Don’t you just hate when you make a public commitment to do something and then when the time comes to do it, you realize you really don’t want to? Well, I do want to; but today, I just keep thinking I have nothing to say, no words to put on paper, nothing that will make any difference to anyone.
I know that as much as I feel that way today, when midnight passes and I haven’t been to the page to write anything, I’ll feel terribly disappointed in myself. I’ll have let myself down. And I’ve decided that I’m not doing that this year. No matter what happens, November will be a month of writing my way home.
What does that mean? I’m trying to sort through some things and figure out what I want in my life.

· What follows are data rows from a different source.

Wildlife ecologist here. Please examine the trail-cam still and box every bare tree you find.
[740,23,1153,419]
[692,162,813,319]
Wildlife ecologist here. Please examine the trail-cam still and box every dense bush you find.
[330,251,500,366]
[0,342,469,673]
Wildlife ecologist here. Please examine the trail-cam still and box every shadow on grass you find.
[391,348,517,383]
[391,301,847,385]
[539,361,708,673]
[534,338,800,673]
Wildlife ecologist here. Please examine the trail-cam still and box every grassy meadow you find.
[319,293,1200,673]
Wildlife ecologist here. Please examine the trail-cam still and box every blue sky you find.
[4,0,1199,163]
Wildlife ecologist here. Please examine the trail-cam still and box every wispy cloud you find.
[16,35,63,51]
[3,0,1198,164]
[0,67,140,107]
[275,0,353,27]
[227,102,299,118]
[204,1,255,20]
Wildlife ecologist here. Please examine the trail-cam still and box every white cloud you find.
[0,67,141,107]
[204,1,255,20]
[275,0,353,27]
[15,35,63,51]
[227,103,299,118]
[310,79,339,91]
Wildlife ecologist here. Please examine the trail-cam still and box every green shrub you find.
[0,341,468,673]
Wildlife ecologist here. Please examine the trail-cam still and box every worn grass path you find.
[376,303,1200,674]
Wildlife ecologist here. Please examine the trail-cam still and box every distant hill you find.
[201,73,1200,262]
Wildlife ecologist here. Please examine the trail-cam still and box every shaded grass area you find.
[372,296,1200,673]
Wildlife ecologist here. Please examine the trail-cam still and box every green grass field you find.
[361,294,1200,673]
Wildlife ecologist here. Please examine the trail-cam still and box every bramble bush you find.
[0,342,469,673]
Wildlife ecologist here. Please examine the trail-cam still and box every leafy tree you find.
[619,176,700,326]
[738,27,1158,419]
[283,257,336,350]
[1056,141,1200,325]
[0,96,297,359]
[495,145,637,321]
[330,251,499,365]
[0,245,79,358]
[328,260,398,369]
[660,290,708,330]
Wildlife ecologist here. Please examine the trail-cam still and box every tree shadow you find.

I’m trying to figure out who and what really matters to me. I want to know if there’s something I’m missing and how to go after it and make it happen.
I’m back to rewriting the narrative of my life. Back to examining all the things people have told me over the years, figuring out what is true, and what isn’t. It feels like starting over. I won’t be 50 until May of next year, but this feels like a preparation for that day. Julia Cameron wrote a book that I STILL haven’t read and probably need to which is called It’s Never Too Late to Begin Again: Discovering Creativity and Meaning at Midlife and Beyond.
I just read a text message from a life coach who’s been sending out encouraging texts for a long time. Her suggestion is to “Tell yourself good ‘stories’ like ‘You are stronger and wiser than you think.'”
So I’m going to do some of that. Tell myself good stories. Was she reading over my shoulder as I was typing? That was kind of weird!